Saturday, March 2, 2013

A Few Things that You May Not Know About the New Utility Rates

At the last council meeting, a bare majority of council members (5-4) voted to increase your utility rates every year for the next four years.  This was in spite of a motion that I put forward that we only set the new rates for one year, which would give us the opportunity to rethink things next year.

I voted against the proposed increase for a number of reasons. While I recognize the importance of maintaining the infrastructure that provides one of life's basic requirements, I don't believe that council, or the public, was provided with enough information about the proposed new rates, or what other options might have been.  From the information that we have been given, it appears as though residential users will be getting a higher proportional increase than commercial users, and that those residential users who use less water will be getting a higher proportional increase than those who use more water, and both of those things strike me as being unfair.

Once again, it seems as though the impatience of some members of council to make decisions before having as much pertinent information as possible has trumped the importance of knowing exactly what it is that the citizens of Prince Albert are going to have to deal with.

Publicly, the message from administration is that this is an increase of 10.4 per cent for the average residential user.  I asked for a breakdown on how this would affect high, medium and low residential users, and from the information that I was provided, it appears that the 10.4 per cent increase only applies if you're what is considered a high user - 2500 cubic feet per quarter.  If you fall into the moderate user area, 1800 cubic feet (which is where my water bill puts our family), the increase in the first year is actually 11.8 per cent.  And if you're what is considered to be a low user, 1200 cubic feet, your increase in the first year will be 13.6 per cent.

And who are the low users?  They would be those households of one or two people, often seniors living on fixed incomes, who will be facing the largest proportional impact on their utility bills.  And for those who have worked to reduce their water consumption - those who have invested in more efficient shower heads and low-use toilets, or who collect rain water for their gardens rather than using the hose - well, they probably did it because they're interested in the environment, but they won't be getting any financial thanks from the city for their efforts, that's for sure.

I would have been much more comfortable with this if the information provided had laid out the whole spectrum of changes, rather than just focusing on the 10.4 per cent.  To me, that's being misleading, by giving only the least of the increases, rather than all of them.

The other confusing part to me, that has yet to be explained clearly, is the difference between the increase for residential and commercial users.  The 10.4 per cent increase for residential users would appear to be quite a bit more than the 4.66 per cent increase that commercial users will be paying.   However, the city manager has said that the two increases are the same, but he has yet to provide us with his reasoning for how 10.4 per cent equals 4.66 per cent (let alone how 13.6 per cent equals 4.66 per cent).

Part of the problem is that your utility bill covers far more than just your water usage - you're paying for infrastructure maintenance and repair, as well as for garbage pick-up, both of which are unrelated to your water use, and you're also paying for a portion of the costs of city administration.  Once again, these are all necessary costs, but I would prefer that they are dealt with as part of the overall taxation process, rather than being hidden as part of your utility bill.
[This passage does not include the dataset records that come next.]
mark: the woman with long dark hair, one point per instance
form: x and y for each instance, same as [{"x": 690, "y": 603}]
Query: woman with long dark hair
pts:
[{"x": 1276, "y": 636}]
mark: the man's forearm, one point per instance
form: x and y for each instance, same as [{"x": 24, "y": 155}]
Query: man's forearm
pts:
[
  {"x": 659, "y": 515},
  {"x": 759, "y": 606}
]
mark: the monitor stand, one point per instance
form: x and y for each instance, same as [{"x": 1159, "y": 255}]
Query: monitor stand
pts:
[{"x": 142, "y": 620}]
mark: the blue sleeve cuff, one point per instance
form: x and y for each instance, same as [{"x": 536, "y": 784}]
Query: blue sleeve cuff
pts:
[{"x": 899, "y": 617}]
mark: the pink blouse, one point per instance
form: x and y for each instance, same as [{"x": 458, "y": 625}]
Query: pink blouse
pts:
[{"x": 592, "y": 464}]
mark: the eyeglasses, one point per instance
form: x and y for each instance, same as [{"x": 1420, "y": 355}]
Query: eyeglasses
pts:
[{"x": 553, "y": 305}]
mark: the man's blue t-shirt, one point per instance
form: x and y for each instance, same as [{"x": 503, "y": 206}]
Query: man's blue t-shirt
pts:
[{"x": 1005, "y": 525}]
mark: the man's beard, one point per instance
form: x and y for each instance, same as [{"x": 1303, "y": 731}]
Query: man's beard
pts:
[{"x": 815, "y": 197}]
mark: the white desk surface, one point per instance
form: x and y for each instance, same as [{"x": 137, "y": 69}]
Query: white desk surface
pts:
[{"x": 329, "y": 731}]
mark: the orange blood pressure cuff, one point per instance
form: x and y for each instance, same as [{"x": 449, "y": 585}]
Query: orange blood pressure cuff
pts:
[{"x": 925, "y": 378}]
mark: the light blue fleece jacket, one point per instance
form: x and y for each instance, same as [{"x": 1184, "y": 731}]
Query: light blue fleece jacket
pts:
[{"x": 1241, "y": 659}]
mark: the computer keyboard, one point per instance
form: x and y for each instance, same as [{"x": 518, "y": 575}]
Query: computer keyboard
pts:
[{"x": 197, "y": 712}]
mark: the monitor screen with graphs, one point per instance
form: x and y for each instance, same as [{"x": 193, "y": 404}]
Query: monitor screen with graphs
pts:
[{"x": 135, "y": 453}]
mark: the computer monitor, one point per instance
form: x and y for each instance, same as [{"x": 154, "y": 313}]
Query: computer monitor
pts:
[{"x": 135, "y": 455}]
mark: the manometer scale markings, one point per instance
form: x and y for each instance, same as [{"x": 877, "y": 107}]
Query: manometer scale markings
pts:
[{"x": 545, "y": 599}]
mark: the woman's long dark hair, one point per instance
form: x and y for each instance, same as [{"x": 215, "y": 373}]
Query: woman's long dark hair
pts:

I also don't understand why water billing can't be done monthly, as most other household bills are.  I've raised this in the past, and been told by administration that it would be too expensive, but, as with many other things, the reasons why this can't be done haven't been explained.

I've had a few phone calls and conversations with people saying that they don't understand the logic behind the proposed increases, and I haven't been able to provide them with much information.  To me, that's a clear sign that we're not ready to move forward with these changes, and until we can explain clearly how people will be affected, we shouldn't be rushing to the first solution offered by administration.